# Carmenere low Tartaric?



## pgentile (May 4, 2016)

De-stemmed and crushed 5 lugs of Carmenere this afternoon. Numbers are as follows:

PH 3.2 TA .44 Brix 23

Tartaric is Low? I have a BSG wine acid test kit, measured it twice. Should I measure TA with the PH meter method? 

I'm going to measure everything again tomorrow before I pitch.

Would you add Tartaric acid with these numbers?


----------



## Johnd (May 4, 2016)

pgentile said:


> De-stemmed and crushed 5 lugs of Carmenere this afternoon. Numbers are as follows:
> 
> PH 3.2 TA .44 Brix 23
> 
> ...



I'd try testing again, using your ph meter (calibrated) to determine when you hit 8.2, see where that gets you. Also, make sure your reagent isn't too old, some folks have recently had issues with this. 

At your current readings, your ph is pretty low for a.44 TA, see what a retesting yields.......


----------



## pkm925 (May 5, 2016)

I have had this same issue with Chilean juice. In fact this year my readings are almost identical to yours, ph 3.2 and T/A 4.0.

I think the issue is Malic Acid. What I do is use Potassium Bicarbonate (0.67g per L) to bring the PH up and lose some of that Malic. I get the PH a little higher than my target level and then follow up with a T/A addition which will reduce my PH and increase my T/A. 

If you use Potassium Bicarbonate be sure to cold stabilize. 

I believe that T/A tests do not show Malic or other acids then Tartaric.
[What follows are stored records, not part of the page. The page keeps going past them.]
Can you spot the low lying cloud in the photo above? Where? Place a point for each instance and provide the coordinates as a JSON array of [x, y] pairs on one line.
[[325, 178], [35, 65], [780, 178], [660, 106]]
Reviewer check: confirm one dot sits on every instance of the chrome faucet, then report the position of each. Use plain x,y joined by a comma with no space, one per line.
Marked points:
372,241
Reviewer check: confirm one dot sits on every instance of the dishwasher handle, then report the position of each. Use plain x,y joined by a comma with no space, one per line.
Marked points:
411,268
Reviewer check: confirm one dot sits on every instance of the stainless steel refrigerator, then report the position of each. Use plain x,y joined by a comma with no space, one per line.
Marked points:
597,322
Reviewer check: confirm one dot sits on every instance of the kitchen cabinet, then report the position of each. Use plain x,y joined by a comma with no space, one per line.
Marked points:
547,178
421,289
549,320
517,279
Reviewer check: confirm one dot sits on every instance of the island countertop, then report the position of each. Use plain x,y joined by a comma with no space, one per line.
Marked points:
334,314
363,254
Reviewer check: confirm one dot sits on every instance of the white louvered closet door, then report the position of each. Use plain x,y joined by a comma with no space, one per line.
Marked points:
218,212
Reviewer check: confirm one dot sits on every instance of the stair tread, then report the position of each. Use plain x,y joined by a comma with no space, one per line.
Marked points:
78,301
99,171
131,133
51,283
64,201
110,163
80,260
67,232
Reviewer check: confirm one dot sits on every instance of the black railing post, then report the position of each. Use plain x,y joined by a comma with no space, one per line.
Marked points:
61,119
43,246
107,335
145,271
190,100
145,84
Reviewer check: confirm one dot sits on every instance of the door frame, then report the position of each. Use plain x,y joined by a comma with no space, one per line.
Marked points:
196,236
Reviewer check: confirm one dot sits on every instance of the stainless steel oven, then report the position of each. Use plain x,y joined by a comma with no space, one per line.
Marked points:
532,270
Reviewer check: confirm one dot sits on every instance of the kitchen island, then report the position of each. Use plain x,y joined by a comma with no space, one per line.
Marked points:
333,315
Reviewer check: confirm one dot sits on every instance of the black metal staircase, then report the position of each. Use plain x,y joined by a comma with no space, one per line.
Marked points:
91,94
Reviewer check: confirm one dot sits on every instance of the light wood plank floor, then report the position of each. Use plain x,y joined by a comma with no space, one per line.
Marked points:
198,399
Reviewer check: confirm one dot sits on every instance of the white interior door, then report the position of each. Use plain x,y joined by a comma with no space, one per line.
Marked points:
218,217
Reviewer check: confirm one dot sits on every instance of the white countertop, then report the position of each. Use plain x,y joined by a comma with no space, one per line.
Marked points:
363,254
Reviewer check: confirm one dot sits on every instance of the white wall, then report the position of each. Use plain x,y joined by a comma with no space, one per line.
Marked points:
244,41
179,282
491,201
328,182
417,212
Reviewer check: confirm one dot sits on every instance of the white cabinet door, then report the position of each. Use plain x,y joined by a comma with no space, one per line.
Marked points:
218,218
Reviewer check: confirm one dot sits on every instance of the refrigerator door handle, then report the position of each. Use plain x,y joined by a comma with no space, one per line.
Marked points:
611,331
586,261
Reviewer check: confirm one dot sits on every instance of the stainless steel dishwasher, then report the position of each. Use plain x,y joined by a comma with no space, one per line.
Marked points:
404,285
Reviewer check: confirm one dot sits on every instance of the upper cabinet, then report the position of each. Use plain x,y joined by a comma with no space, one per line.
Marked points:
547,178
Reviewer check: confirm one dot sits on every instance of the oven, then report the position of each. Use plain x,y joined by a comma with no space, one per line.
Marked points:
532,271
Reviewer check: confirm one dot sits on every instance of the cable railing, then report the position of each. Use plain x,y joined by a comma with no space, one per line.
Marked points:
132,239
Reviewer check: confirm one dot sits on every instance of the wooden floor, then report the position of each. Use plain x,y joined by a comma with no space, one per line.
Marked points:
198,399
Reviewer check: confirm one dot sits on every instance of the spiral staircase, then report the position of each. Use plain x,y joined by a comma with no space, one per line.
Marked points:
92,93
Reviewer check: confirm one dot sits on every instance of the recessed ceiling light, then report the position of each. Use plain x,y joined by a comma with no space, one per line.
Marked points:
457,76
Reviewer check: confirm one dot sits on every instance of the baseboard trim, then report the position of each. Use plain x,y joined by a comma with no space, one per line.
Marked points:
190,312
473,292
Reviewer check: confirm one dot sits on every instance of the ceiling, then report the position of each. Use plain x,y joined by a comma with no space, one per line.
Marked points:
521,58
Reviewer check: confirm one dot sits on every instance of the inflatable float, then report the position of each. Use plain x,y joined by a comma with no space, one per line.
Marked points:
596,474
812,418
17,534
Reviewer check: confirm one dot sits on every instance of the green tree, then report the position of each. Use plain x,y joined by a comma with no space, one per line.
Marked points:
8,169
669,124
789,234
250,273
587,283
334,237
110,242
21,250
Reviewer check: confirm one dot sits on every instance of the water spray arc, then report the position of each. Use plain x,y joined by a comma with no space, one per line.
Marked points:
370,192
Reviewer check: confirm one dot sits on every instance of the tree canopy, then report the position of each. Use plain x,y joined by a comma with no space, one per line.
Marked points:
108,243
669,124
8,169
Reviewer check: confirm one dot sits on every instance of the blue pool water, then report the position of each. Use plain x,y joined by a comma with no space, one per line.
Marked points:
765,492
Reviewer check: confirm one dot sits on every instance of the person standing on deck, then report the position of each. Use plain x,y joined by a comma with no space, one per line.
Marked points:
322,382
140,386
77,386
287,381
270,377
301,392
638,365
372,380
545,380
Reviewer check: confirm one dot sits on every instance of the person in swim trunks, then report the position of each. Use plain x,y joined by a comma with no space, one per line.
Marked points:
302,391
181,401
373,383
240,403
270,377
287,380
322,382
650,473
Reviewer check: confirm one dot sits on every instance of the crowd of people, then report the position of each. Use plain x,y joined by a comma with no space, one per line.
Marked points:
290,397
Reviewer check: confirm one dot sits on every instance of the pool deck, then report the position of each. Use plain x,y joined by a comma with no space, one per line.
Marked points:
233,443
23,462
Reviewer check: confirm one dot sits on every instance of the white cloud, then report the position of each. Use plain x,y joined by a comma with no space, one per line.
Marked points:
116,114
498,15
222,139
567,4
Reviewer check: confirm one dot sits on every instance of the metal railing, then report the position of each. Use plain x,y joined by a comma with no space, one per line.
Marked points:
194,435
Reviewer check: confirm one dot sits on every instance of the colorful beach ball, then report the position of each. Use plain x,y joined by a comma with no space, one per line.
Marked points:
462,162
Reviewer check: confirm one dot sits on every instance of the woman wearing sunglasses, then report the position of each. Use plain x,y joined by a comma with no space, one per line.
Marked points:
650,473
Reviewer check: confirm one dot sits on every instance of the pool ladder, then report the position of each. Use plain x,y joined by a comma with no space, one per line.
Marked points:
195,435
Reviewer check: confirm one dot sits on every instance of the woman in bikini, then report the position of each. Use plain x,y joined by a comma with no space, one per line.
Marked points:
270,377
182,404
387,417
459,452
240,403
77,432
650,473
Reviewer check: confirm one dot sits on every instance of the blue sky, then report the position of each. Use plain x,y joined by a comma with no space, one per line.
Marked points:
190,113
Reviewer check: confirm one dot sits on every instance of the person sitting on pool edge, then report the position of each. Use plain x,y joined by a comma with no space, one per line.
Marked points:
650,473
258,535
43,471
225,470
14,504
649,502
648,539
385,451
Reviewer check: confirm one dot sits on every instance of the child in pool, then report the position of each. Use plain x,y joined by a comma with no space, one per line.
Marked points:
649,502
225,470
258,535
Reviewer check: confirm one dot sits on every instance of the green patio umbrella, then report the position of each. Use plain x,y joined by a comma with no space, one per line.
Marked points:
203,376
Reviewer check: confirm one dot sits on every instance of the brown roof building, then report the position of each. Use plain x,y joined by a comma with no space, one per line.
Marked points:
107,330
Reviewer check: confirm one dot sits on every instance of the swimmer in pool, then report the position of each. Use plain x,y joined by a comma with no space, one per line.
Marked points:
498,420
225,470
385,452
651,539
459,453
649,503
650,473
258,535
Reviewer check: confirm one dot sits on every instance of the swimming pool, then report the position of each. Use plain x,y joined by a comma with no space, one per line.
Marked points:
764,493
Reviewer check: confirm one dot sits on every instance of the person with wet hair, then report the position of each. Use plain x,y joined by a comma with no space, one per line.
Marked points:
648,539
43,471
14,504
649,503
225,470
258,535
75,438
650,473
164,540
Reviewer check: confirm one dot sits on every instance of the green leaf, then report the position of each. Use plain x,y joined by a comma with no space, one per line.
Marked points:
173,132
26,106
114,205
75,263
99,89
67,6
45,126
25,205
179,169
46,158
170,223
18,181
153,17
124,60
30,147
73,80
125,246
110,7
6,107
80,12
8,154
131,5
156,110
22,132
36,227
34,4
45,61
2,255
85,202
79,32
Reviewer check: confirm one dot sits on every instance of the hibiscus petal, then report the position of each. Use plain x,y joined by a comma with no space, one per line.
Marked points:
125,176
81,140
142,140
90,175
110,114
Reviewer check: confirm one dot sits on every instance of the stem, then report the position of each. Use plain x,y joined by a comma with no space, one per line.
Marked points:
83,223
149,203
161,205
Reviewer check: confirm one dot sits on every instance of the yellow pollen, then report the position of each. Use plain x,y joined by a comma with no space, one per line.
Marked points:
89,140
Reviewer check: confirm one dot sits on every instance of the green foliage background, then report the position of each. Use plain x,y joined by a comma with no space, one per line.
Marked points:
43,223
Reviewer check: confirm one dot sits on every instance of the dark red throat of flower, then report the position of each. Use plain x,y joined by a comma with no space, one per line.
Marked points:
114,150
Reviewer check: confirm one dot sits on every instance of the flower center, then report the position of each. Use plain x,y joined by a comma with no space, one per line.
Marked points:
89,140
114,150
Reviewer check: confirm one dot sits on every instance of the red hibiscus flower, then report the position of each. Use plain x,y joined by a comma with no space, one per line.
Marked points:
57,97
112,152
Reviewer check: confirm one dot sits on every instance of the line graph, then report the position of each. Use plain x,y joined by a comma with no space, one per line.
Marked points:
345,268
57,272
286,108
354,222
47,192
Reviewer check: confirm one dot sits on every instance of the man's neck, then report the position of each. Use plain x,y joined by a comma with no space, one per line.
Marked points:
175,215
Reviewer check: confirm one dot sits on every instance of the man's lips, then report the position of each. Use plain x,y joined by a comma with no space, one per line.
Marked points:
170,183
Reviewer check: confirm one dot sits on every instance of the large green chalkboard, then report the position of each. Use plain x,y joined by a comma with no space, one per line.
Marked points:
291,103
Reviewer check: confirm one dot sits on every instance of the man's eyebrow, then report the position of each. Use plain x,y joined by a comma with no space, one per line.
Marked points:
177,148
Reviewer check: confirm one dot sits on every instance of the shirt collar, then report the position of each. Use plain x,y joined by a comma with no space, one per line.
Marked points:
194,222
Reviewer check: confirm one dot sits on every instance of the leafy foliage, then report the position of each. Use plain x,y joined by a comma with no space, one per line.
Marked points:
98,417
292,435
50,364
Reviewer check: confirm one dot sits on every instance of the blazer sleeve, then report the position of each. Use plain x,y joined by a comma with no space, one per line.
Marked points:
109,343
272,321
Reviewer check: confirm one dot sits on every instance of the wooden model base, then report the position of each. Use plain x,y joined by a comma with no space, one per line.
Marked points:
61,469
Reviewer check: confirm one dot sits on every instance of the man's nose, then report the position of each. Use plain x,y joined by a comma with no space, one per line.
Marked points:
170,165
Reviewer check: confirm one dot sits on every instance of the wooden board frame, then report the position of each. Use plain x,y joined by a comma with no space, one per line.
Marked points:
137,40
Your PH meter readings will reflect all the acids in your wine. 

I always use a PH meter to run T/A tests. I can never spot the color change with red wine.

Regards,
Kevin


----------



## sour_grapes (May 5, 2016)

pkm925 said:


> I believe that T/A tests do not show Malic or other acids then Tartaric.



This is not correct. TA does not stand for "tartaric acid." It stands for "titratable acid." See https://en.wikipedia.org/wiki/Titratable_acid . TA tests respond to ANY acid that can give up a proton.


----------



## geek (May 5, 2016)

Following...


----------



## pgentile (May 5, 2016)

Calibrated my pH meter this afternoon, got everything squared away there. And the numbers are much better.

pH 3.45 TA .55 brix 23

So should I let these ride or adjust with some tartaric acid?


----------



## Julie (May 5, 2016)

Your ph is within the correct range, you could let it ride and adjust acid after fermentation.


----------



## Boatboy24 (May 5, 2016)

I agree with Julie. Let it roll. Fermentation and MLF will change those numbers - adjust after those are finished (if necessary).


----------



## vacuumpumpman (May 5, 2016)

Mine is going to MLF on its own - very lucky !


----------



## pgentile (May 5, 2016)

Thanks for the input everyone. Made no changes. Pitched RC-212. Here we go.


----------



## Johnd (May 6, 2016)

pgentile said:


> Thanks for the input everyone. Made no changes. Pitched RC-212. Here we go.



Glad you retested with the ph meter, had you started making adjustments on your first readings, could've gone south quickly.


----------



## pgentile (May 6, 2016)

John, me as well. Too much time and effort to have false readings lead to wrong adjustments. Cap is up already and aroma very nice.


----------